コロナが時計の針をはやめたということだろうか?

東日本大震災で東北の被災地の人口の増減があったけれど、現地を訪れた際に感じたのは、“これは十数年後、数十年後の地方の姿”という想いだった。特に原発事故の現場からそれほど離れていない地域は特に印象的だった。人がいなくなった街。道沿いにある伸びきった草木。電車が走らなくなった線路。空き家ばかりの街の姿…。人が住まなくなった街というのは、こういう姿になるのかと思い知らされた。
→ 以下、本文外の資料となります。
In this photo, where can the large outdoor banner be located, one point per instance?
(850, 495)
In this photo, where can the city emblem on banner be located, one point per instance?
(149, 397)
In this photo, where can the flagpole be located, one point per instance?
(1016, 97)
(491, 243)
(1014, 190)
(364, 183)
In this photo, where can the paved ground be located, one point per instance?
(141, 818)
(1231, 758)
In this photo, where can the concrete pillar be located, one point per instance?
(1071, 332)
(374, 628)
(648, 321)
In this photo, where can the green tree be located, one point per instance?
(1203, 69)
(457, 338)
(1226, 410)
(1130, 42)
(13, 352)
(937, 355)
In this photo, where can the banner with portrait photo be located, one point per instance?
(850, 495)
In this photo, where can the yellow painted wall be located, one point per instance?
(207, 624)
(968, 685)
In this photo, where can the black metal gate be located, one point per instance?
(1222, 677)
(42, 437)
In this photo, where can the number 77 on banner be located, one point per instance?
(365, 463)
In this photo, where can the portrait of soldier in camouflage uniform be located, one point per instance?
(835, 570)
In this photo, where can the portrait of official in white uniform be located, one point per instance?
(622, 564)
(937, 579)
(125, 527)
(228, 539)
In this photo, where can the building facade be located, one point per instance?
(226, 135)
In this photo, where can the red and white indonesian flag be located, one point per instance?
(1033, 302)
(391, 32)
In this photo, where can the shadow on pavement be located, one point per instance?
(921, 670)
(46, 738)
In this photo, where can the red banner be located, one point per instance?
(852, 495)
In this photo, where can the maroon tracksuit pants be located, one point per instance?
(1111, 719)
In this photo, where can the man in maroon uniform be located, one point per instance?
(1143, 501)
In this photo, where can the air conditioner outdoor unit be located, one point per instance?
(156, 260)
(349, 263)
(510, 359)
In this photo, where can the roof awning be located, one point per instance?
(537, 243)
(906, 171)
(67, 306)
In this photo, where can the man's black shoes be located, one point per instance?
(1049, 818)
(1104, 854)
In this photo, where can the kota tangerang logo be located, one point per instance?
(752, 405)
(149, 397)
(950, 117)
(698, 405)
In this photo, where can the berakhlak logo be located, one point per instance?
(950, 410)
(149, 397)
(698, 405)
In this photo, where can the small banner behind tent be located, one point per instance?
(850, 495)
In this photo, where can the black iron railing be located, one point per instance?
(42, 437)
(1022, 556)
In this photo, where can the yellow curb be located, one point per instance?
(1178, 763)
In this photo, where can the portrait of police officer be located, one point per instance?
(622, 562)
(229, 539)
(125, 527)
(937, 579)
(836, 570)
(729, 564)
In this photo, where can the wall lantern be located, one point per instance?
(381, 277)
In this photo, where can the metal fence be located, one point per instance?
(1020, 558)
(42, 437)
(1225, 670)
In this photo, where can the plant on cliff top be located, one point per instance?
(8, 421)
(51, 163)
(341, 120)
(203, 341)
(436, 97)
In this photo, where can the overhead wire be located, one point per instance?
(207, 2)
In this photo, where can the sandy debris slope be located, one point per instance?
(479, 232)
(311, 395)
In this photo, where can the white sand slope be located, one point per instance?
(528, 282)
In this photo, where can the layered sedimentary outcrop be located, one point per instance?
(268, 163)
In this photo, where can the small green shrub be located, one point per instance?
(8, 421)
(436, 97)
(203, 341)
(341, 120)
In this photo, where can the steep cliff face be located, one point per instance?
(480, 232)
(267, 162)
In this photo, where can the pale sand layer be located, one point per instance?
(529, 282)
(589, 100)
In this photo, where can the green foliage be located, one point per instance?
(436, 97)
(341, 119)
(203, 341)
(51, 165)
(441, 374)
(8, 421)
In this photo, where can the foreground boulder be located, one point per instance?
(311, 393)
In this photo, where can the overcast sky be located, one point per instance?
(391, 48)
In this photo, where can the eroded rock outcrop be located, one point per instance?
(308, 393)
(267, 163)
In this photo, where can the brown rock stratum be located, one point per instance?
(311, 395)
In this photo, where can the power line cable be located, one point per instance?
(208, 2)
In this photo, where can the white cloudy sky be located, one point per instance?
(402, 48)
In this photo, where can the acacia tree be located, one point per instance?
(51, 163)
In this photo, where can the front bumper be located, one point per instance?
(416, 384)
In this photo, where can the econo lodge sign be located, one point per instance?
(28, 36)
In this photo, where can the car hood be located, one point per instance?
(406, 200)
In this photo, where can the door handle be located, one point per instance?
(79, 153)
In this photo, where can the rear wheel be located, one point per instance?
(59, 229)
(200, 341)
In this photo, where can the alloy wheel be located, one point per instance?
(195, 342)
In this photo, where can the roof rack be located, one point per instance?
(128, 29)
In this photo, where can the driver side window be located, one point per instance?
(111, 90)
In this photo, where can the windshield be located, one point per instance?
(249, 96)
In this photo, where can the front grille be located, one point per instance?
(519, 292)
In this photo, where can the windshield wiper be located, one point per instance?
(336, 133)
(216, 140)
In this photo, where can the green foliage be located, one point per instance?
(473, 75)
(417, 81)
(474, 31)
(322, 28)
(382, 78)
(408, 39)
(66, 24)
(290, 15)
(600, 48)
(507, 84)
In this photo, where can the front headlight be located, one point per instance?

一方で、コロナ禍でも、都心の人口は一時的には転出増になったが、実際には神奈川、埼玉、千葉への流出。テレワークが広まり、広めの家に移り住んだことが大きい。一歩で都心でもコロナ禍で業績をあげた企業の関係者は都心の便利で職場に近い場所に移り住んだりもした。そして、地方からは人が減った。特に女性が減った。女性の仕事はコロナ禍で男性よりも減った。そのため、都心に移動したのだという。大阪府には周辺の府県からの流入が増えたと。いずれにしても都市部への人の流れはコロナ禍でもかわらなかった。さらに、東京都としては転出が増えても東京圏の人口はむしろ増加した。が、東京でも数年後には人口減少に転じる。

更に、深刻なのは出生数。コロナ禍での出生数は、以前の予想を大きく下回った。出会いの機会がないこともあるなもしれない。コロナ禍で様々な制限がかかれば出産や育児に対する不安も高まる。そうなれば、出生数は減る。出生数が減ればされに日本の全人口も労働生産人口も減る…。コロナ禍で、日本の少子化を早めたというのだ。

なるほど。

筆者は、若者の議員の枠をつくったり、親に子の数分の票を増やしたり、若者だけの“ユースシティ”をつくったりしたらどうかと提案している。“ユースシティ”については、ググったところ他には誰も意見していないので、まぁそういうことなのだろう。選挙についても、これは実現できないというのをどこかで、見たか聴いた覚えがある。まあ、そりゃそうだ。

コロナで“若者が悪い”感が凄くあった。若者がコロナを広めているとか…。実際にコロナで重症化するのは高齢者。高齢者の命を守るために若者の行動を抑制することが、経済社会のためには全くなっていないし、コロナを理由に高校野球大会を中止したら、そりゃ高校生の貴重な時間を奪っているわけで、キャンパスにもいけないみたいなね。そうやって、社会が老化すると、こうなるんだと。たしかに、“若い国”はこんなことやってないでな。やってんのは、日本と韓国と、あと中国…。とか。あ、高齢化社会…。

ということで、日本はヤバいという本でした。